The November 7 2018 issue of Country Life is the annual Gentleman’s Life special issue, an event that we’ve marked by getting together a group of young men in Britain who are making their mark on the world.


Freddie Hunt, racing car driver

The son of Formula One World Champion James Hunt, Freddie is hoping to compete in the 2019 Road to Le Mans race – and, ultimately, Le Mans itself, the iconic 24-hour race.

He’s certainly on the right track to get to Le Mans one day soon. In 2018 Freddie successfully placed second in his class, and sixth overall, at the six-hour VDEV Endurance Series at Estoril, Portugal. An impressive achievement alone; more impressive given that 12 months had passed since his last race and that it was his first time competing in a LMP3 — a closed car, and model used in a series of endurance races known as The European Le Mans Series.  You can keep up with his progress via Instagram at @freddiehuntofficial.


Harry Briggs, entrepreneur turned early-stage investor

The youngest investor featured on Forbes’ Midas List Europe, Harry was a founding partner at BGF Ventures and principal at Balderton Capital, investing in companies including The Hut Group and Magic Pony, which was later acquired by Twitter.

Prior to all of that he co-founded Firefly Tonics, a healthy energy drink company which he sold in 2012. You can follow him on Instagram at @harrycdb.


George Bullard, world record-breaking explorer and endurance athlete

When he successfully completed a 1,374 mile return crossing of the Greenland icecap — a feat that Sir Ranulph Fiennes described as ‘genuinely ground-breaking’ — George was just 19. It was the world’s longest fully unsupported polar journey.

Since then, his other adventures have included sailing in the TransAtlantic race and kayaking from Greenland to Scotland.

Sometimes spotted paddling his way to work, down the Thames, in Kiki the kayak, George is currently training for the Dark Ice project—collecting never-before-seen scientific data from the Arctic ocean, in the depths of winter (near twenty-four hour darkness). Find out how he’s getting on via his Instagram page, @georgebullardexplorer.


Freddy Paske, artist

In 2014, Freddy exhibited and sold all of the sketches he made during an operational tour in Afghanistan, as an officer in the British Army.

Now a professional artist, he specialises in sporting and wildlife subjects, painted, primarily, in watercolour and oil.

From November 19 to 25, Freddy will be exhibiting at The Thatched Barn, in Hampshire, with a private view on November 22. You can see more of his work at @freddy_paske.


James Vaulkhard, visual artist

James created waves in 2017, with his unauthorised portrait of Donald Trump, created using cuttings of dictators and political tyrants, past and present.

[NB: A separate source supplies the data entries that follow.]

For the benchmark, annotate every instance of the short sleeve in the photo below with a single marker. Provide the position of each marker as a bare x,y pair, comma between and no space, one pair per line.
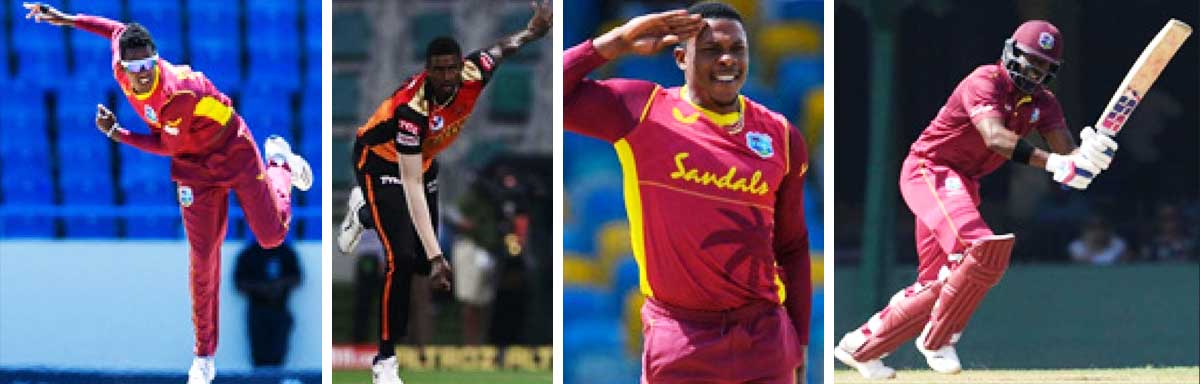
982,95
479,66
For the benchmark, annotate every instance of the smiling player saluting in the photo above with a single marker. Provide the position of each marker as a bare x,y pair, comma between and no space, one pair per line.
714,192
211,153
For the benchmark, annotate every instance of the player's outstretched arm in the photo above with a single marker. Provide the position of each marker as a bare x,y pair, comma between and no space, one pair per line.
412,180
648,34
106,121
539,24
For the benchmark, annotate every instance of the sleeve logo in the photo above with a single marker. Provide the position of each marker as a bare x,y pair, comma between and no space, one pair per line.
760,143
486,61
186,197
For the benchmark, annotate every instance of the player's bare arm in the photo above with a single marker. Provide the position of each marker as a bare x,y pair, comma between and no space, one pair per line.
539,24
412,180
41,12
648,34
1072,169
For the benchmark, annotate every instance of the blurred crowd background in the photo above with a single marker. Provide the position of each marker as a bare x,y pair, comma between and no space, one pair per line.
601,324
495,180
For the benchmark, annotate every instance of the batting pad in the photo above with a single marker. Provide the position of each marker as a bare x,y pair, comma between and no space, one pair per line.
899,322
983,267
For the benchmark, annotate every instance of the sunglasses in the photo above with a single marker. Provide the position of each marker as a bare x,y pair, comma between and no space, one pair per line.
136,66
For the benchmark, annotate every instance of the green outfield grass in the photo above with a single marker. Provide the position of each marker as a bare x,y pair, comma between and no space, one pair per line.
501,377
1149,375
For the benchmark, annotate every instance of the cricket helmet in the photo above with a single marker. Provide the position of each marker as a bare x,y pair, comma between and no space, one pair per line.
1037,39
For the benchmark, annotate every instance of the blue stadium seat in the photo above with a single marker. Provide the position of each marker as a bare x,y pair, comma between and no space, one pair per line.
23,131
267,112
93,53
25,187
162,19
41,61
587,303
801,73
220,61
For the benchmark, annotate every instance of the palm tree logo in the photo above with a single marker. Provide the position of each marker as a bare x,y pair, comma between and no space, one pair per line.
747,237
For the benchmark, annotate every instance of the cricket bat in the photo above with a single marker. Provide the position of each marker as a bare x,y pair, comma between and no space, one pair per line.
1141,76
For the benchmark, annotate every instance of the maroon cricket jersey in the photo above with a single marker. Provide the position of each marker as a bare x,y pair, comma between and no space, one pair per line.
717,219
952,137
186,113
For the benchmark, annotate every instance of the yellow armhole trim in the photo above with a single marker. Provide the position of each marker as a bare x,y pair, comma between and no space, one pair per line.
648,102
211,108
634,209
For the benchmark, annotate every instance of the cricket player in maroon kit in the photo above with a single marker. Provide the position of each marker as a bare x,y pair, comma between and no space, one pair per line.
211,153
714,192
981,127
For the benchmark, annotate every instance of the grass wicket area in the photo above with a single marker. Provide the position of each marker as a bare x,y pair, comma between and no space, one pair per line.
437,377
1147,375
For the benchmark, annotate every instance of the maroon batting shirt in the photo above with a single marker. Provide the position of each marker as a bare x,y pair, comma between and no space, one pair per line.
952,138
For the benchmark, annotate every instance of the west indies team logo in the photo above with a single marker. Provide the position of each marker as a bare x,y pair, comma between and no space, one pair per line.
747,238
438,123
186,197
150,115
1047,41
760,143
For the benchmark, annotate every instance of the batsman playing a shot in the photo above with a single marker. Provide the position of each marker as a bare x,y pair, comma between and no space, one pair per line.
981,127
211,153
714,190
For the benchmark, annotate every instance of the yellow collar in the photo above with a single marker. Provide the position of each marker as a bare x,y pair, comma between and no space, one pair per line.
154,87
723,119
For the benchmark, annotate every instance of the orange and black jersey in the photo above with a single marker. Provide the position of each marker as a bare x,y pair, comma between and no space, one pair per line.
408,123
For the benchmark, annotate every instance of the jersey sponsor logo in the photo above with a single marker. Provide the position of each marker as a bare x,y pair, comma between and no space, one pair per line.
981,108
150,114
408,126
730,180
172,127
186,197
953,186
1045,41
681,118
486,60
407,139
760,143
438,121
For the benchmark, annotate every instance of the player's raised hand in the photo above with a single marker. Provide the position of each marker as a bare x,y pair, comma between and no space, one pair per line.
648,34
1073,171
543,18
1097,147
441,274
106,121
42,12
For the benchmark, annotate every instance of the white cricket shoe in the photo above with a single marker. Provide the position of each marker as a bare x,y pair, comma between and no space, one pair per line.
871,369
202,372
279,151
352,227
384,372
945,360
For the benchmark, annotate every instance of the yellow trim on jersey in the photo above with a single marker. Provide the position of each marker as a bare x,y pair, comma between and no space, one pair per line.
471,72
211,108
634,209
648,102
779,287
153,87
718,118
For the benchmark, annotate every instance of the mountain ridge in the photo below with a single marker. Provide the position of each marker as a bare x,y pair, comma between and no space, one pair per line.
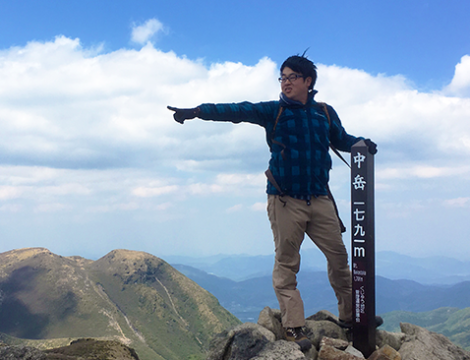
130,296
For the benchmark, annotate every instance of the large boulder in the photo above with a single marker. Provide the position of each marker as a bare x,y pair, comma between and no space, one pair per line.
265,341
422,344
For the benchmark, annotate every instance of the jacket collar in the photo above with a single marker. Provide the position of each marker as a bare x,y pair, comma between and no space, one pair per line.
284,101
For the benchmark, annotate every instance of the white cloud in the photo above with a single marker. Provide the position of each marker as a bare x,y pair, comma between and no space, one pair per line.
458,202
154,191
89,132
234,208
460,85
259,206
143,33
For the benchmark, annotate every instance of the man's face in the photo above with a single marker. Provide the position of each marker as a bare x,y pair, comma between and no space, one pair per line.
295,89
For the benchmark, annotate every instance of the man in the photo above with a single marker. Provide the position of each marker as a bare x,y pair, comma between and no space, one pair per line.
299,131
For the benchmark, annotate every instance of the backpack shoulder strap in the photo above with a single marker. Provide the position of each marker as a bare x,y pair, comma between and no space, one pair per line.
325,109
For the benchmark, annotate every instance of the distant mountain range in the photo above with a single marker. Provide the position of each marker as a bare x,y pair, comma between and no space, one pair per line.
130,296
391,265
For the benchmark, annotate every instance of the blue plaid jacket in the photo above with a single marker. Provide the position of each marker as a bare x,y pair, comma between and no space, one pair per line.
300,161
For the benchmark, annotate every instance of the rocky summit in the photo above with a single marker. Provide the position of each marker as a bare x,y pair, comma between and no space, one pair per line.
77,350
265,341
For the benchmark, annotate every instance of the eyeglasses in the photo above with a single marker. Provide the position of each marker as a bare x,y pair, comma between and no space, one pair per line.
291,78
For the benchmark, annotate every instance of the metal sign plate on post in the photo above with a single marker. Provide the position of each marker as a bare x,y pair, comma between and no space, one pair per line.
363,248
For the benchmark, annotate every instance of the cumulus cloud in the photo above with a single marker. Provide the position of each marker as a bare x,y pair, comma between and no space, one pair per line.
141,34
88,132
460,84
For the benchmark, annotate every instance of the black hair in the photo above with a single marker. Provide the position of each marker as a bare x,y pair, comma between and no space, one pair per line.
300,64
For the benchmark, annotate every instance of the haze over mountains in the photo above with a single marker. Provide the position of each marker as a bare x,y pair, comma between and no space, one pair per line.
167,312
391,265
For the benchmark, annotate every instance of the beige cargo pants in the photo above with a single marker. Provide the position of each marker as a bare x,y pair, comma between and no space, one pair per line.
290,220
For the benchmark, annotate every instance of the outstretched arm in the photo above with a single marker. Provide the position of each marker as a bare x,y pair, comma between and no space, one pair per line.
181,115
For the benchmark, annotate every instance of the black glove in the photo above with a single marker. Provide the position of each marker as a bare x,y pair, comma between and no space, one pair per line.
183,114
372,146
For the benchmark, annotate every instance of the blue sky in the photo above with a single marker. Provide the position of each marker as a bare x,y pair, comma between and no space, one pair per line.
92,161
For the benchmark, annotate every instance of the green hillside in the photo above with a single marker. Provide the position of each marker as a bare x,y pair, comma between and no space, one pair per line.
129,296
451,322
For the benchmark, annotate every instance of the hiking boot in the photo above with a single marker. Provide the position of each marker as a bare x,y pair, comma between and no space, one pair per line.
348,324
297,335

He is also behind a series of portraits of James Bond characters, reimagined, in the same collage style, using erotic and bondage-themed images.

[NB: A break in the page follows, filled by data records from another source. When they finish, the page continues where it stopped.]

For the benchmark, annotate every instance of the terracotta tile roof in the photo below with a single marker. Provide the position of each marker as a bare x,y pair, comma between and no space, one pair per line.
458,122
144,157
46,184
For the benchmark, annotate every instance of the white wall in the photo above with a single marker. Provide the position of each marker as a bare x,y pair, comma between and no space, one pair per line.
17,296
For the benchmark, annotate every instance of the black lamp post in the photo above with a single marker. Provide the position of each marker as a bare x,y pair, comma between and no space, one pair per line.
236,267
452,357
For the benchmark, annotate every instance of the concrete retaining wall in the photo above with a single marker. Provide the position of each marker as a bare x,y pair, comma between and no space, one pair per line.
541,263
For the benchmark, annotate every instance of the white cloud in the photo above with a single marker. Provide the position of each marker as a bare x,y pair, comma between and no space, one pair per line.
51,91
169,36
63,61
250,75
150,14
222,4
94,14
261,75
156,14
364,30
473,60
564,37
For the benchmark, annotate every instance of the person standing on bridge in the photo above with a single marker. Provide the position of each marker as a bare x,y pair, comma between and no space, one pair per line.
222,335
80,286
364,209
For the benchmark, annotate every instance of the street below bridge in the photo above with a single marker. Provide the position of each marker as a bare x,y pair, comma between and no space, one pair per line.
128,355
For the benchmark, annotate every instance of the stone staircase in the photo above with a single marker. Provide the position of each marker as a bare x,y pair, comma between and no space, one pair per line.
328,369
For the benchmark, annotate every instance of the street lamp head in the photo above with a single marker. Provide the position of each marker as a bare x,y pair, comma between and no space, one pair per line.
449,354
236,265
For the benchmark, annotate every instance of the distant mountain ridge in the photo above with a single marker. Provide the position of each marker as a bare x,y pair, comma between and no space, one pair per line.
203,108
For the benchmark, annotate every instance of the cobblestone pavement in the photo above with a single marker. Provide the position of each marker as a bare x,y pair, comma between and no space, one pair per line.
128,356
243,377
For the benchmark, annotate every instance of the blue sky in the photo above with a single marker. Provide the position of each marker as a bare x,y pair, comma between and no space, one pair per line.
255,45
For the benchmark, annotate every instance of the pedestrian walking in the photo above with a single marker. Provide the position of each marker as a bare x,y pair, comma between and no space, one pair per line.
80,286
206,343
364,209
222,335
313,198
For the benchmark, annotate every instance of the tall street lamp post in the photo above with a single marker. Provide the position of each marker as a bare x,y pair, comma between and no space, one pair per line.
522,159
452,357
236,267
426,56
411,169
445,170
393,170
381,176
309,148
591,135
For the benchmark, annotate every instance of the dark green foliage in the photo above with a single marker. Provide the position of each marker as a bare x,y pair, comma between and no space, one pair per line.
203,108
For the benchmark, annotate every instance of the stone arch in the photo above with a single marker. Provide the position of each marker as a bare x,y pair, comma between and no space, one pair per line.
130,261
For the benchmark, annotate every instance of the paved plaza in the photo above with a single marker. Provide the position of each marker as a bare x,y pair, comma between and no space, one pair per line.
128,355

Trained at both Charles Cecil Studios and the Studio della Statua, Florence, James continues to work in oil paint, as well as more experimental multi-media techniques.

James’ next solo show will take place in London, in the Spring 2019. He is also hosting an open studio night on November 29. See @jamesvaulkhard to find out more about him.

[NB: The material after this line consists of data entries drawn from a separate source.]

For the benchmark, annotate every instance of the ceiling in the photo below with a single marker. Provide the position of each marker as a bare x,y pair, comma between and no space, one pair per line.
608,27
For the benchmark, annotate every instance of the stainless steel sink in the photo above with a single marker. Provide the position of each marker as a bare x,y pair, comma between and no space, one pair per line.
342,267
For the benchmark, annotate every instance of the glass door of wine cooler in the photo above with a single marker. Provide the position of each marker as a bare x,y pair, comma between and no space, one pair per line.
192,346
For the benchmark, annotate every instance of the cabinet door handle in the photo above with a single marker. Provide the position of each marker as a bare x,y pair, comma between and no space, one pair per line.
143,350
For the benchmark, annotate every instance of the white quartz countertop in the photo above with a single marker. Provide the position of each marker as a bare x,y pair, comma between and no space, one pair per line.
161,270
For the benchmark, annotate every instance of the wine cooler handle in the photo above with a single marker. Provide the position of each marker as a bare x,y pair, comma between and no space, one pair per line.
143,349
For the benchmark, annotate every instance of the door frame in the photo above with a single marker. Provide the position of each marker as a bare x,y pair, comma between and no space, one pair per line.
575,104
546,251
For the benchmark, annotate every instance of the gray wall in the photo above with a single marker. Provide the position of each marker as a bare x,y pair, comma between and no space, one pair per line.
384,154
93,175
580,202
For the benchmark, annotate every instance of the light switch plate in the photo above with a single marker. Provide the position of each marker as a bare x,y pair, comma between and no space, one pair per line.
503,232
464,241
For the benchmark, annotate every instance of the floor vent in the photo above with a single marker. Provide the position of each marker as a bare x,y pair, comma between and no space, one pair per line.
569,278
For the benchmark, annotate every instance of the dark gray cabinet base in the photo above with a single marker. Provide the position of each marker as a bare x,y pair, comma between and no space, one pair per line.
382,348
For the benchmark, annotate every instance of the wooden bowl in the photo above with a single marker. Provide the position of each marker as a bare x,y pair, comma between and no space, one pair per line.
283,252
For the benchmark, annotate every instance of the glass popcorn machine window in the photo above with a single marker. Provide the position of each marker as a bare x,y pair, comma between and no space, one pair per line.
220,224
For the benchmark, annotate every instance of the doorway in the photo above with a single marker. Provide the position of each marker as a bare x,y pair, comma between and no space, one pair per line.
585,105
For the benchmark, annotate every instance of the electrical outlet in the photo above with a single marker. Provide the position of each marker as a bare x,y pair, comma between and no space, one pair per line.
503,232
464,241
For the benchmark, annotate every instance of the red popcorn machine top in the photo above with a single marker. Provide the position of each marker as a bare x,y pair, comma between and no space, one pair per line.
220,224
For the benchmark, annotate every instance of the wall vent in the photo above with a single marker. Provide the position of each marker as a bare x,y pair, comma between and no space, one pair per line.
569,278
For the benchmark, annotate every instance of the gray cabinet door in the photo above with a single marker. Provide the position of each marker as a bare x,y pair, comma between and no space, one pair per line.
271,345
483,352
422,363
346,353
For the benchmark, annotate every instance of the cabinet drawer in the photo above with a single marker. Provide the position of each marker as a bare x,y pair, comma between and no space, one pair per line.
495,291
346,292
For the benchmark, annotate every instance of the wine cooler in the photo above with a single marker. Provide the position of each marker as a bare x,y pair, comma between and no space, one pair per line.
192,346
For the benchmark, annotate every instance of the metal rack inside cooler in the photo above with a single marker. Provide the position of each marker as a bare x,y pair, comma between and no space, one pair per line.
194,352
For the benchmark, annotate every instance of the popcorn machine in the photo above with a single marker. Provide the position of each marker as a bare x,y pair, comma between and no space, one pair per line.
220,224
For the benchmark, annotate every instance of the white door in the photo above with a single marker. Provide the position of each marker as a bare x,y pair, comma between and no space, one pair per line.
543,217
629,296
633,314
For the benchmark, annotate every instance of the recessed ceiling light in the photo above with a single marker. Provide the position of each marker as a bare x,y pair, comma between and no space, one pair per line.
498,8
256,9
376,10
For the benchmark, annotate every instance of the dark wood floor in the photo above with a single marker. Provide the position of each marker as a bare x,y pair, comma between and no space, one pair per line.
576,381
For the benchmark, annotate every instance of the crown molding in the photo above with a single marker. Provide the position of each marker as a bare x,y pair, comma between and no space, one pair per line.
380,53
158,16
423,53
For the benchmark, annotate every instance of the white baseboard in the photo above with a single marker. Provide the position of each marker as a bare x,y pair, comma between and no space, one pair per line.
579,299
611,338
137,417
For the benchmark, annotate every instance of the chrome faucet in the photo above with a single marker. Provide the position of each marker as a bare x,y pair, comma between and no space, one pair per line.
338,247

Tom Webster, CTO of GrowUp Urban Farms

A trained biologist, Tom is one of the founders of London-based GrowUp Urban Farms. GrowUp produce sustainable salads and herbs using vertical growing technologies — the plants are grown on shelves, in giant warehouse-like space.

The controlled, indoor environment means that crops can be produced all year around and, crucially, that there’s no need for pesticide, herbicides or fungicides. Even better? By farming close to consumers, there’s a huge reduction in transport costs and carbon-dioxide emissions.

The plants are fed using waste water from fresh-water tilapia fish—which in turn end up in restaurants across the city—that GrowUp also house on site.